Historic Tournament Appearance Ends in Defeat for UMass Boston

The magical season for the University of Massachusetts Boston’s women’s basketball team came to a heartbreaking end on Friday, March 3.
On Feb. 24, UMass Boston defeated UMass Dartmouth to win the Little East Conference Championship, which qualified them for the NCAA Division III Tournament. UMass Boston went on to play Saint Joseph’s College in Amherst during the first round of the tournament. Saint Joseph’s College (28-1) was ranked high in the NCAA, but despite the Beacons’ best efforts, they could not keep their bench mark campaign going.
This was the first ever NCAA Tournament game in UMass Boston women’s basketball history. The team was expecting big performances from their rookie sensations Joie Grassi and Shania Osborne, and the two didn’t disappoint. Osborne scored a game-high 16 points on 8-11 shooting, while Grassi contributed a double-double with 13 points and 11 rebounds.
UMass Boston also received some tremendous support from the bench. In addition to Osborne’s bench performance, Whitney Fulton and Jalani Jackson both added three pointers, while Megan Dixon pulled down four rebounds in the loss. Overall, the Beacons received 28 points from the bench. Their relentless offensive attack allowed them to take a 38-25 lead into the half, leaving them in a great position to take the win.
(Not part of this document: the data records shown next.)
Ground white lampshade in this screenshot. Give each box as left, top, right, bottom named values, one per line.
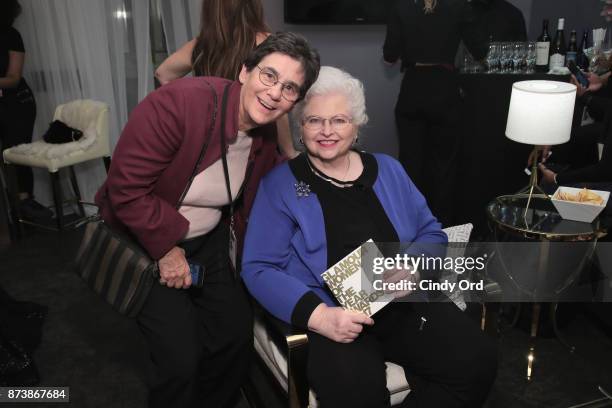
left=505, top=80, right=577, bottom=145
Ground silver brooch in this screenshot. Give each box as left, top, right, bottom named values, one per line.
left=294, top=181, right=311, bottom=198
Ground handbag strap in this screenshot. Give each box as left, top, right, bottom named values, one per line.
left=219, top=84, right=235, bottom=216
left=175, top=80, right=222, bottom=208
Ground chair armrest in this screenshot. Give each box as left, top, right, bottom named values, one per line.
left=258, top=308, right=310, bottom=408
left=264, top=312, right=309, bottom=349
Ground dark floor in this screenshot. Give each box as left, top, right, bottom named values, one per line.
left=1, top=225, right=612, bottom=408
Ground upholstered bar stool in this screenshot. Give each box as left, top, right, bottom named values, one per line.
left=3, top=99, right=110, bottom=231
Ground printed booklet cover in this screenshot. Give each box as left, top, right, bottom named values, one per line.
left=321, top=239, right=395, bottom=317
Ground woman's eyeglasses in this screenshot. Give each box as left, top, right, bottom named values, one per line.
left=302, top=115, right=353, bottom=131
left=257, top=66, right=301, bottom=102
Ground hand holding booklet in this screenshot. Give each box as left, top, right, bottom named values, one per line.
left=321, top=239, right=396, bottom=317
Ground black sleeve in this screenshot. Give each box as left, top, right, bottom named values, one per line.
left=515, top=12, right=528, bottom=42
left=8, top=27, right=25, bottom=53
left=461, top=3, right=487, bottom=60
left=557, top=131, right=611, bottom=184
left=290, top=291, right=324, bottom=330
left=556, top=161, right=611, bottom=184
left=383, top=0, right=402, bottom=64
left=584, top=93, right=612, bottom=119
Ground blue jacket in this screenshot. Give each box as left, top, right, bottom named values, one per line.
left=241, top=153, right=447, bottom=324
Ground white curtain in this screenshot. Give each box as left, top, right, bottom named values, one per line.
left=132, top=0, right=154, bottom=101
left=160, top=0, right=201, bottom=54
left=14, top=0, right=153, bottom=209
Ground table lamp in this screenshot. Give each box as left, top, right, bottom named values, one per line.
left=505, top=80, right=576, bottom=220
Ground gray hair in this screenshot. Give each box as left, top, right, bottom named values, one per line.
left=293, top=66, right=368, bottom=128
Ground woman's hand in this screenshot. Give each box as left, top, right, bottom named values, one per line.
left=571, top=73, right=604, bottom=97
left=538, top=163, right=557, bottom=184
left=527, top=146, right=551, bottom=166
left=307, top=304, right=374, bottom=343
left=158, top=246, right=192, bottom=289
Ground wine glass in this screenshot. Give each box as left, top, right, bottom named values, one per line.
left=526, top=42, right=537, bottom=73
left=500, top=42, right=513, bottom=73
left=485, top=42, right=500, bottom=73
left=512, top=42, right=525, bottom=73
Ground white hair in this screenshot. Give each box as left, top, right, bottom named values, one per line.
left=293, top=66, right=369, bottom=128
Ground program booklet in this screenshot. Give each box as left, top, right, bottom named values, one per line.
left=321, top=239, right=394, bottom=317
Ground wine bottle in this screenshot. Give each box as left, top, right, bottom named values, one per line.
left=536, top=19, right=551, bottom=72
left=577, top=29, right=590, bottom=71
left=566, top=30, right=578, bottom=65
left=549, top=18, right=566, bottom=70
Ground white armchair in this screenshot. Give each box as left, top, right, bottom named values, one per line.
left=3, top=99, right=110, bottom=230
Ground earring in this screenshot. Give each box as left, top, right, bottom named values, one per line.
left=353, top=136, right=359, bottom=145
left=299, top=137, right=304, bottom=145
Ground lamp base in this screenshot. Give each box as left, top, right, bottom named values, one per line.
left=513, top=161, right=551, bottom=226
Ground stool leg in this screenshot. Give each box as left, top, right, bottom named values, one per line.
left=68, top=166, right=85, bottom=217
left=50, top=171, right=64, bottom=230
left=103, top=157, right=111, bottom=173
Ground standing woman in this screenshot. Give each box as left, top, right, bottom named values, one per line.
left=155, top=0, right=297, bottom=158
left=0, top=0, right=51, bottom=221
left=97, top=33, right=320, bottom=408
left=383, top=0, right=485, bottom=226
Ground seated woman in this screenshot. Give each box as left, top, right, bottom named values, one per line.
left=241, top=66, right=497, bottom=408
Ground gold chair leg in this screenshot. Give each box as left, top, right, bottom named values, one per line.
left=287, top=334, right=309, bottom=408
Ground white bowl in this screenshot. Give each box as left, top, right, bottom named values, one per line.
left=550, top=186, right=610, bottom=223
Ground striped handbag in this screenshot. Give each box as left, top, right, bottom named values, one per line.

However, the second half was a much different story. Saint Joseph’s offense came heavily. Four out of the five starters finished with double digits in points. Julia Champagne of Saint Joseph’s College tied with Osborne of UMass Boston with 16 points for the game-high.
Saint Joseph’s had two less bench players, meaning that their second unit had to be constantly mixed in with starters. Four out of five starters for St. Joseph’s played over 30 minutes, while UMass Boston only had two play for that length. Ultimately, St. Joseph’s College outscored the Beacons 19-9 in the third quarter, and then pulled ahead to win with 3:32 left in the fourth quarter.
On the surface, these numbers would make one wonder how UMass Boston didn’t win this game. However, the underlying problem was turnovers. UMass Boston turned the ball over 17 times, while St. Joseph’s turned the ball over 10 times. Saint Joseph’s College scored 19 of their 61 points off of UMass Boston in turnovers—a troubling stat considering the final score was the difference of a mere five points.
At the end of the day, this is still a win for UMass Boston as a program. It really didn’t matter if it was a win or a loss, just being there was truly a huge victory. Of course, the team would have loved a win, but now that it is all said and done, this team was the first in school history to make it to the NCAA Tournament, which they deserved. They elevated the program to heights it had never been before, and their efforts will leave a lasting impact on the future teams. While we lose seniors Lydia Vital, Katie Mathieu, and Raven Kelsey, team stars Grassi and Osborne are just getting started. The future is bright for our women’s basketball program, and they very well could become a fixture in the NCAA Tournament.